The most traditional Fujara decoration techniques are carving and acid pickling.
Every folk flute maker in Slovakia develops over years his own ornamentation style to carve or stain onto the outside of the instrument that identifies his instruments. All the ornaments are created solely by hand which makes every instrument a work of art – an original.
Fujara flutes are traditionaly decorated in rich plant-flower ornamentation. Traditional ornaments are carved, stained or inlaid into the instrument’s wood by various methods.
Personal plant-flower ornaments are marked into the instruments wood by various methods:
The ornament is first pre-drawn by hand onto the instrument’s wood. Then one of the below listed decoration technique is applied.
Ornaments are hand carved by sharp knife into the wood creating thus a v-shaped groove.

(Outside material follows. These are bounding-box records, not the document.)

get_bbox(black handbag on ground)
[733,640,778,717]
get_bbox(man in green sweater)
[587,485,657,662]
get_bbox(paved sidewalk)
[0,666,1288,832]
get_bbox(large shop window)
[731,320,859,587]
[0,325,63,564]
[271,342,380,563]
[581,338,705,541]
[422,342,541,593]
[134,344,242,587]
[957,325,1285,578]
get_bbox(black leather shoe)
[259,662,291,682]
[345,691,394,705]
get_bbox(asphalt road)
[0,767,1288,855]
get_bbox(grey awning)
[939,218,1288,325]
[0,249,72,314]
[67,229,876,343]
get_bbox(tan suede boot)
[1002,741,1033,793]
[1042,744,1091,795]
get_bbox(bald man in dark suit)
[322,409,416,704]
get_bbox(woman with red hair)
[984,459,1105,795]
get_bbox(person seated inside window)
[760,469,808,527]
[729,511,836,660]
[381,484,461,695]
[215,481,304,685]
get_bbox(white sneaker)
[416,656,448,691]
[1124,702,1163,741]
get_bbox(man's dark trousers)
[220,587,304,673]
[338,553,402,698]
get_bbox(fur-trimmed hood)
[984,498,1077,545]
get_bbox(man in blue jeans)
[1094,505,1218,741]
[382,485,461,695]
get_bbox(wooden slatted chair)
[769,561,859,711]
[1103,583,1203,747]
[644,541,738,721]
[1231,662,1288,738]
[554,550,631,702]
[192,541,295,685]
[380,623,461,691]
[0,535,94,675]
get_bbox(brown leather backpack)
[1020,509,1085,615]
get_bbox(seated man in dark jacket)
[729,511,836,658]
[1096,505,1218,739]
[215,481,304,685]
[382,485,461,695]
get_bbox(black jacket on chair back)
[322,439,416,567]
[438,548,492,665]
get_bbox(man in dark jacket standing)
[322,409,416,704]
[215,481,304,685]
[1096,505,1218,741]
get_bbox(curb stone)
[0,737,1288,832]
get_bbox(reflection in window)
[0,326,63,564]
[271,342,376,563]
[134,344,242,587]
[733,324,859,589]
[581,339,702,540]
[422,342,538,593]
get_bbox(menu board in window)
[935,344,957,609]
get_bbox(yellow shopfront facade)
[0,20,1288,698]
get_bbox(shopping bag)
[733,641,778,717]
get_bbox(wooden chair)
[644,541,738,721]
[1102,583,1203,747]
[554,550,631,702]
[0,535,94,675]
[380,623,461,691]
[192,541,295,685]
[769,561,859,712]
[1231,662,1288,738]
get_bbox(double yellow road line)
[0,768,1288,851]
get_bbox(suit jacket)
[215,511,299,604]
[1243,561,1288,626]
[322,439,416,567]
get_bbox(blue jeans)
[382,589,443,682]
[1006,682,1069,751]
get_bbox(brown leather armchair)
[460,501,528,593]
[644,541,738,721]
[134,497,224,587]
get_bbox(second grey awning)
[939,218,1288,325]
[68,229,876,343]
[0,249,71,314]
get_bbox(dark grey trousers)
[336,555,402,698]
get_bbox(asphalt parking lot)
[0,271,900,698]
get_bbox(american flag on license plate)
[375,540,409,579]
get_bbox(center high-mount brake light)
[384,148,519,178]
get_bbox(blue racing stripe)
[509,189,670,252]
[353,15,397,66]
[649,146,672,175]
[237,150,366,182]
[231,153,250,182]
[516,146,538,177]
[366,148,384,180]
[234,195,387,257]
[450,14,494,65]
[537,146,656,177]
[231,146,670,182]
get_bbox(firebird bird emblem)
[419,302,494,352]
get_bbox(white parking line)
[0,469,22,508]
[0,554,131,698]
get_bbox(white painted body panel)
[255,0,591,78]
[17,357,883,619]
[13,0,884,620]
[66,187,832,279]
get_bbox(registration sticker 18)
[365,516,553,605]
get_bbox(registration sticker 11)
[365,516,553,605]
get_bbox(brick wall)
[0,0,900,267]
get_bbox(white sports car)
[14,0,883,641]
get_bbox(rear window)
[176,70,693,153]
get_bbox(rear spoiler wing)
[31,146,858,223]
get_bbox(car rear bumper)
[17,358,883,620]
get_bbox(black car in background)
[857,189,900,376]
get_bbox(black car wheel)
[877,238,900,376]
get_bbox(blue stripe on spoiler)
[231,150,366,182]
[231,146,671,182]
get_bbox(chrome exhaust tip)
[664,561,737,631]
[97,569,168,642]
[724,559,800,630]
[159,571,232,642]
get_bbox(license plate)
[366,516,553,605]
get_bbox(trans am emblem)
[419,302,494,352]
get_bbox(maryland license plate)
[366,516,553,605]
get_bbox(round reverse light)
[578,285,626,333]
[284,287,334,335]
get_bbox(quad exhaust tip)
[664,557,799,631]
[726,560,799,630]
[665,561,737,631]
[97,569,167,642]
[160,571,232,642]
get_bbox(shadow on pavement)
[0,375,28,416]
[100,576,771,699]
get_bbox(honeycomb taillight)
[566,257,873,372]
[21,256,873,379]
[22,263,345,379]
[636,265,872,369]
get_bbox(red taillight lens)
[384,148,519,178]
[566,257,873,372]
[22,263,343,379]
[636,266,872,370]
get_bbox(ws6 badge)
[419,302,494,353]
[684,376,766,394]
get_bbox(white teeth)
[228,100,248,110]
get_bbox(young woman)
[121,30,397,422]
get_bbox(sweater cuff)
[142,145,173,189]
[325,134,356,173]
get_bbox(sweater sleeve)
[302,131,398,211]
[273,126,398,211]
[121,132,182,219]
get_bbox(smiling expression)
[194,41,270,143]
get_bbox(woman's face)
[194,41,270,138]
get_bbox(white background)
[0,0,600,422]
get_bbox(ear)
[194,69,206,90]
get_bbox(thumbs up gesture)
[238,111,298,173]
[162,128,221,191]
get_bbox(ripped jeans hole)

Then the wood is stained and finished in natural varnish.
Ornaments are deep cut into the instrument surface solely by hand creating an original woodcarving piece of work. Instrument is then finished in natural varnish. Otional brown stain can be aplied as well.
Special acid lotion is drop after drop applied onto the pre-carved ornaments using a simple wooden stick. After some rest, as the acid staines the wood to nice light-brown color, the instrument is finished in natural varnish.
Ornaments are created by beating of specialy bent pieces of copper wire into the instrument’s wood. Instrument is then finished in a dark pigmented varnish to achieve superior final effect.
Decoration of various folk woodwind instruments has in Slovakia very long tradition.
Woodwinds, and especially the Fujara, were the instruments of Slovak shepherds. At long meanders with their sheep, Slovak shepherds usually played their belowed woodwind instrument. Its voice calmed the sheep and they could better and peacefuly nimble. Inbetween, they carved into their instrument’s wood various ornaments figuring their sheeps, shepherd’s life closely connected with nature, plants and flowers. This over years developed into decoration styles and for Fujara, the plant-flower ornament developed into tradition. It was the nature of Slovak shepherd’s to decorate their most beloved instruments and give them thus a personal mark and look.
Original shepherd’s Fujara was bit shorter, reaching just to the armpit to serve as a walking stick and prop while standing too.